Beltrame: Eu Poderia dizer que esse é um assunto que não me diz respeito [a segurança nas fronteiras]. Mas tenho dito no Rio de Janeiro que é necessário que se controle as fronteiras; é uma ação urgente. Sei que é um trabalho difícil, sou policial federal e já atuei em áreas limítrofes. São 16 mil quilômetros de fronteira. Defendo esse controle mais rigoroso não só pensando no meu Estado, mas em todo o país, pois todos os brasileiros são afetados com as drogas e armas que entram livremente por estas regiões desguarnecidas. Defendo uma ação conjunta, unindo todas as instituições, para resolvermos o problema das fronteiras.
A GAZETA: Hoje no Brasil cada Estado tem sua política de segurança pública. Não estaria na hora de o país ter um padrão de enfrentamento à criminalidade, mas respeitando as características de cada região?
Beltrame: Eu acho que é importante, sim, termos uma política nacional de segurança pública com a criação de um órgão federal. Para que esse órgão tenha uma atuação eficiente é preciso que ela mantenha uma relação concreta com os estados. O Brasil vive uma diversidade em todas as áreas e é preciso respeitar essas particularidades e autonomia dos estados. O que serve para o Acre não serve para Santa Catarina e vice-versa. Sou a favor da integração de uma política de segurança para o Brasil, diminuir a burocracia estatal que emperra a execução de tantos projetos pelas secretarias estaduais. São dois ou três servidores em Brasília para atender todo o país. Eu acho que os secretários [de segurança] têm feito sua parte, mas cabe ao Ministério da Justiça oferecer a estrutura e fazer valer os projetos desenvolvidos por ele próprio.
A GAZETA: Aos poucos os governos passam a adotar o modelo mineiro de gestão na segurança pública, baseado em metas e planejamento. Esse é o sistema ideal para o país reduzir os índices de delitos?

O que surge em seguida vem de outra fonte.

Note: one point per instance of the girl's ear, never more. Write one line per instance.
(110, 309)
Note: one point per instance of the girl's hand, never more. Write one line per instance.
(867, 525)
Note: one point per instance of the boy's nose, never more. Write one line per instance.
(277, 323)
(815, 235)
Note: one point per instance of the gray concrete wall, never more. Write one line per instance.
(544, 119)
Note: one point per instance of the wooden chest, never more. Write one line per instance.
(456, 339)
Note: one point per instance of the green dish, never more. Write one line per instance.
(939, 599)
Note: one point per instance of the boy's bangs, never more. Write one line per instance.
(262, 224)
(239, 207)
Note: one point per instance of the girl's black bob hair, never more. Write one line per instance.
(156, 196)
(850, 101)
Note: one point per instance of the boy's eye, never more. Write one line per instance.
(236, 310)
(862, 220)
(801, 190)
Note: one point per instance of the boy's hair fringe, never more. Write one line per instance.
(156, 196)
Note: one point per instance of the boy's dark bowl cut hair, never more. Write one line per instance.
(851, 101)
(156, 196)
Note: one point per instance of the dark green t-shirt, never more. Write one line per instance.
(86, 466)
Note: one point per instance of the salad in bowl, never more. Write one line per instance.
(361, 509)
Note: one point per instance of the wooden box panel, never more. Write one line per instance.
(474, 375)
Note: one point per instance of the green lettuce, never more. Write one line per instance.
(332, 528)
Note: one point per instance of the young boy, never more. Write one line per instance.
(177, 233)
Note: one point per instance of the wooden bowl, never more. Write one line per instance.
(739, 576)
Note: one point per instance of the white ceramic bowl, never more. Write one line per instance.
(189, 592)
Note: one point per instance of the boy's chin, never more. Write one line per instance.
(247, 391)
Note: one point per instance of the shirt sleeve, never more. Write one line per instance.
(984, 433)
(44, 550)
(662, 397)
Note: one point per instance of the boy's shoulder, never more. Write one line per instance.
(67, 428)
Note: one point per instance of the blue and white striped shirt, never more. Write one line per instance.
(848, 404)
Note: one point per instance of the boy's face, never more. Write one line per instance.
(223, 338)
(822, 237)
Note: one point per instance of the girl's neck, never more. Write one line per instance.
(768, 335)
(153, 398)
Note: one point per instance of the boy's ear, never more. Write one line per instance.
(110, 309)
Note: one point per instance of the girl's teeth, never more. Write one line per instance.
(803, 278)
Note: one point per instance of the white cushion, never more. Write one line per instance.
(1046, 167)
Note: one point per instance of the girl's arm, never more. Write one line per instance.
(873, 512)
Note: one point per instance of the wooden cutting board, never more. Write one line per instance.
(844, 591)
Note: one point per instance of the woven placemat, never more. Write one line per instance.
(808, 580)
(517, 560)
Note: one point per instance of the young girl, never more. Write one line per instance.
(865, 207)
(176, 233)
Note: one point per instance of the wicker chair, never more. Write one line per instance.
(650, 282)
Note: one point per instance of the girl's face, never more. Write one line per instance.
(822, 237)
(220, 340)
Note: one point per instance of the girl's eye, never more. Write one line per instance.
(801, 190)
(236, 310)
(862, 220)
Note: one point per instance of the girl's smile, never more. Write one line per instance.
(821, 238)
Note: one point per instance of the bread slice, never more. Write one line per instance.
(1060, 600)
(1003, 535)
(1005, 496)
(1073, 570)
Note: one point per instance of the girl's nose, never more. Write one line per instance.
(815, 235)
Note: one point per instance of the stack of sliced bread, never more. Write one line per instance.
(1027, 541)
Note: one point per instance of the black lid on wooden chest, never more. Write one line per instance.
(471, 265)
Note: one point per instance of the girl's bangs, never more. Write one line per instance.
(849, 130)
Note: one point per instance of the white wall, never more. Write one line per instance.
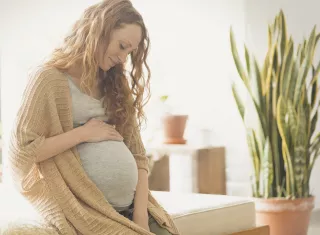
(301, 16)
(190, 57)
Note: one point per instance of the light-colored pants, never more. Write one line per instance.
(153, 225)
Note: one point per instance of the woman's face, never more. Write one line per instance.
(122, 42)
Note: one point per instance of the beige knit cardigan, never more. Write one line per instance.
(59, 188)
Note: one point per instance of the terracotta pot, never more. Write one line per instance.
(285, 216)
(174, 127)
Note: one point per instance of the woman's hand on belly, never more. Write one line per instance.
(96, 131)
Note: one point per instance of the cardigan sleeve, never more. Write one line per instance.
(29, 130)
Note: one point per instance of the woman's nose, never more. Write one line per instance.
(122, 58)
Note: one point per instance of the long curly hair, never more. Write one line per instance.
(127, 92)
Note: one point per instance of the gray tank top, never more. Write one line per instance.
(109, 164)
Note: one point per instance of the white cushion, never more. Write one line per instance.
(208, 214)
(193, 213)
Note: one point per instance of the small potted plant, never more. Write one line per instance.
(174, 125)
(280, 120)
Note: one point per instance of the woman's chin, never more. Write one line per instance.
(105, 68)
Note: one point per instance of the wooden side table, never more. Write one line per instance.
(186, 168)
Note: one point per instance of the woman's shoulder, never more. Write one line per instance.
(46, 73)
(47, 78)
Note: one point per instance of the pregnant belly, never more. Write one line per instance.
(112, 167)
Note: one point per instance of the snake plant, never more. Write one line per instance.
(281, 113)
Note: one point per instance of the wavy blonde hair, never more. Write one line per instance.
(124, 99)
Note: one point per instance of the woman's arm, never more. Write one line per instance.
(55, 145)
(140, 214)
(93, 131)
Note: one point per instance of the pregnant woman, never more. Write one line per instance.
(75, 152)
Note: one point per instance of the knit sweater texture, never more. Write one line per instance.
(58, 187)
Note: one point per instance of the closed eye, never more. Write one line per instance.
(121, 47)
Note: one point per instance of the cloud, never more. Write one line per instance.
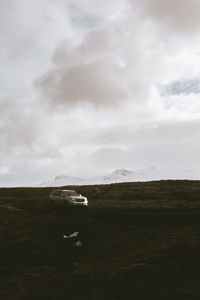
(180, 15)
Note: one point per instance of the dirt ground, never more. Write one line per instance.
(125, 253)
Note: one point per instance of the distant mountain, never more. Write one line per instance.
(122, 175)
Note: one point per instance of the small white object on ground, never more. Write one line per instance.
(75, 234)
(78, 244)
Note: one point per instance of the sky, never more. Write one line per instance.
(87, 87)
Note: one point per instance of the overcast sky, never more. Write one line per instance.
(87, 87)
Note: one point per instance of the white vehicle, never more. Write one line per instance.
(67, 198)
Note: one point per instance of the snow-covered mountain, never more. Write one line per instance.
(122, 175)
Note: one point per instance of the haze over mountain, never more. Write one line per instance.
(122, 175)
(91, 86)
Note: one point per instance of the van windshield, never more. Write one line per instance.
(72, 193)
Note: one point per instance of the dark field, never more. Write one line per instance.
(140, 241)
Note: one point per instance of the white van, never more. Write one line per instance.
(67, 198)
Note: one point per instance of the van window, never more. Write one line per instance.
(72, 193)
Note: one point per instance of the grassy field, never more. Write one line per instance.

Beltrame: Estou convencido de que, se o serviço público não utilizar as mesmas ferramentas da iniciativa privada, ele estará fadado ao fracasso. Não é possível termos uma delegacia com média de 300 ocorrências por mês e ter somente 15 inquéritos instaurados. Os servidores públicos precisam se adaptar a essa nova realidade. Na Polícia Militar tínhamos estruturas internas de manutenção do poder, e isso não pode mais existir. Será que numa empresa privada um coronel, capitão ou delegado teria todas as regalias que estava tendo? Não é possível em pleno século 21 os batalhões da PM não estarem interligados em rede. Quinzenalmente comandantes e delegados apresentam os resultados de suas ações e analisamos se as metas foram alcançadas.
A GAZETA: Como fazer a sociedade conceber de que essas políticas são de resultados a médio e longo prazos, geralmente numa área que exige-se respostas imediatas?
Beltrame: Sempre digo que segurança pública é um bem subjetivo, é um sentimento. Como preparar a sociedade para essa nova fase? Com atitudes. Se eu implantar esses métodos e sistemas e os resultados surgirem, a população vai adquirindo uma cultura de que isso funciona. As pessoas não confiarão em sua polícia por decreto, mas por atitude. Implantar a UPP no Rio de Janeiro não foi fácil, mas hoje ando tranquilamente em qualquer área ocupada conversando com os moradores. Mas isso só foi possível com persistência, e criando na comunidade repetições de fatos que a levassem a ter a cultura de que agora o Estado está ali.